And do you warn the new person, or do you stay out of it?
This is tricky territory to navigate, but you don’t have to do this by yourself.
However, after taking into account the different consequences of warning the new partner, or not warning them, hopefully you will be able to come to the decision that is right for you.
Overall, dealing with an abusive ex who is dating again can be a challenge.
This is a tricky question, and is an issue that is not black or white.
Ultimately, it is your decision as to whether or not to reach out and try to warn your ex’s new significant other.

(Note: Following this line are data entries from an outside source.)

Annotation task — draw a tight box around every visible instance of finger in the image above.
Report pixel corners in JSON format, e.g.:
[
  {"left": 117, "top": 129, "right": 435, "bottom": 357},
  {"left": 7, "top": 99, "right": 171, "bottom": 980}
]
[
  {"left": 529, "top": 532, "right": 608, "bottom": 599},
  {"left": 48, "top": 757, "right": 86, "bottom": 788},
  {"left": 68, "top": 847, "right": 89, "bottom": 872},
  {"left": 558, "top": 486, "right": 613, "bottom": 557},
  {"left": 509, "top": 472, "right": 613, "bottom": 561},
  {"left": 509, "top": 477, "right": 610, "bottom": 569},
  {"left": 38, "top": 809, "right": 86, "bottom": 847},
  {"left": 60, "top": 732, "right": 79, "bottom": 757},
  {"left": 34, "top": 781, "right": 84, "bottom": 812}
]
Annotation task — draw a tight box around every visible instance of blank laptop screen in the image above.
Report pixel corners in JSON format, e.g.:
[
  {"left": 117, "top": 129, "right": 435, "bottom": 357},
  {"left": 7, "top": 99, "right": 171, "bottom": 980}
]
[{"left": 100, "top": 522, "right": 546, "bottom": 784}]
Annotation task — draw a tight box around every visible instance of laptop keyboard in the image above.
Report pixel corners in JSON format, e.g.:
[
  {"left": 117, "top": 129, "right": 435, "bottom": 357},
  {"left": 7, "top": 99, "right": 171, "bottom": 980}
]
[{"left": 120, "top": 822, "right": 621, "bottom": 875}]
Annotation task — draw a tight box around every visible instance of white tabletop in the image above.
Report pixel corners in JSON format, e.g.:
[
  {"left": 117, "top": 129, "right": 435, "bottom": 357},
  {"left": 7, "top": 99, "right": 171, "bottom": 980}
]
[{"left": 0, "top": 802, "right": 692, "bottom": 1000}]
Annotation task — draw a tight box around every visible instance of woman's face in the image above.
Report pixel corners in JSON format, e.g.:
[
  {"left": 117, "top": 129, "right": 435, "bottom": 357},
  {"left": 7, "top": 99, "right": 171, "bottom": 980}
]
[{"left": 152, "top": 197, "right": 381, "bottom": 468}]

But, is this really a smart strategy to get over a breakup? Mingling, flirting and meeting new people can be very good for your ego.
Let’s look at the pros and cons of starting to date immediately. Getting attention just feels good and offers the opportunity to refresh your flirting skills. If you rush into a new relationship without reflecting on what happened in your previous one, you risk repeating the same mistakes.
Some people find that dating again helps them forget the bad experience they just left behind.While it is possible that your ex sought professional help and changed, how something appears from the outside – or the early stages of the relationship – might not show outward signs of abuse, but it is likely to happen again.Your ex might even be taking extra measures to make sure you and the world see that they are “happy” in their new relationship.However, there can also be fear for your ex’s new partner.So, with all of these feelings, and fear for your ex’s new love, the big ticket question is this: Do you warn this new person? You escaped the emotional and physical battering from your last relationship.